Biden’s stimulus package is still working its way through committees in Congress, and Democrats have promised to push it through even though Republicans oppose it.
Despite a federal moratorium on evictions during the coronavirus pandemic, tenants have continued to lose their homes, such as this one being confronted by sheriff’s deputies about to carry out an eviction in Los Angeles, California in January. According to the White House, one out of every five tenants is still behind on rent payments, and the next eviction is in progress.
The new crisis, like the Great Recession, has not impacted all homeowners equally. The White House said in announcing the extended foreclosure moratorium and forbearance policies on Tuesday that homeowners of color “make up a disproportionate share of borrowers with unpaid loans and loans in forbearance due to COVID-related hardship.”
Yellen has cited the tremendous effect the COVID-19 epidemic has already had on Americans of color in her support for the Biden administration’s $1.9 trillion initiative and has recommended that more be done “to ensure that this pandemic isn’t another generational setback for racial equality.”
Tenants of color are even more likely to face difficulties: According to the nonpartisan Center on Budget and Policy Priorities, 30% of Black renters, 22% of Asian renters, and 21% of Latino renters are behind on rent payments, compared to just 12% of white renters. Tenants in the United States owe a total of $25 billion in back rent.

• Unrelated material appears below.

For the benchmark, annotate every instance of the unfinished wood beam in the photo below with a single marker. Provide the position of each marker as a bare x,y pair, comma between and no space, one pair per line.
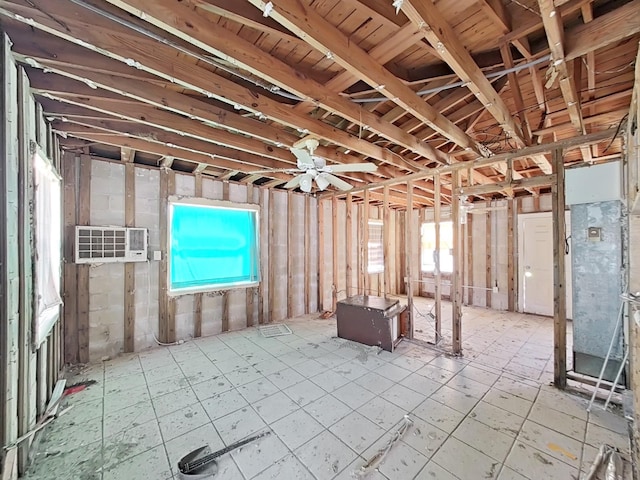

Long-standing inequities in the housing system have been compounded by the pandemic. According to Harvard University’s Joint Center for Housing Studies, more than half of Black and Latino people were housing cost-burdened — described as spending more than 30% of their income on housing — even before the crisis, compared to 42% of Asian and white households.
Despite the federal eviction moratorium, tenants have continued to be evicted during the pandemic. Landlords have applied for 245,999 evictions in the five states and 27 cities monitored by Princeton University’s Eviction Lab since the COVID-19 crisis began.
Many distressed homeowners and tenants who could qualify for assistance aren’t getting it because rights and relief aren’t automatically granted and must be applied for, according to the White House. That’s why the Biden administration launched a centralized clearinghouse for housing relief help through the Consumer Financial Protection Bureau on Tuesday.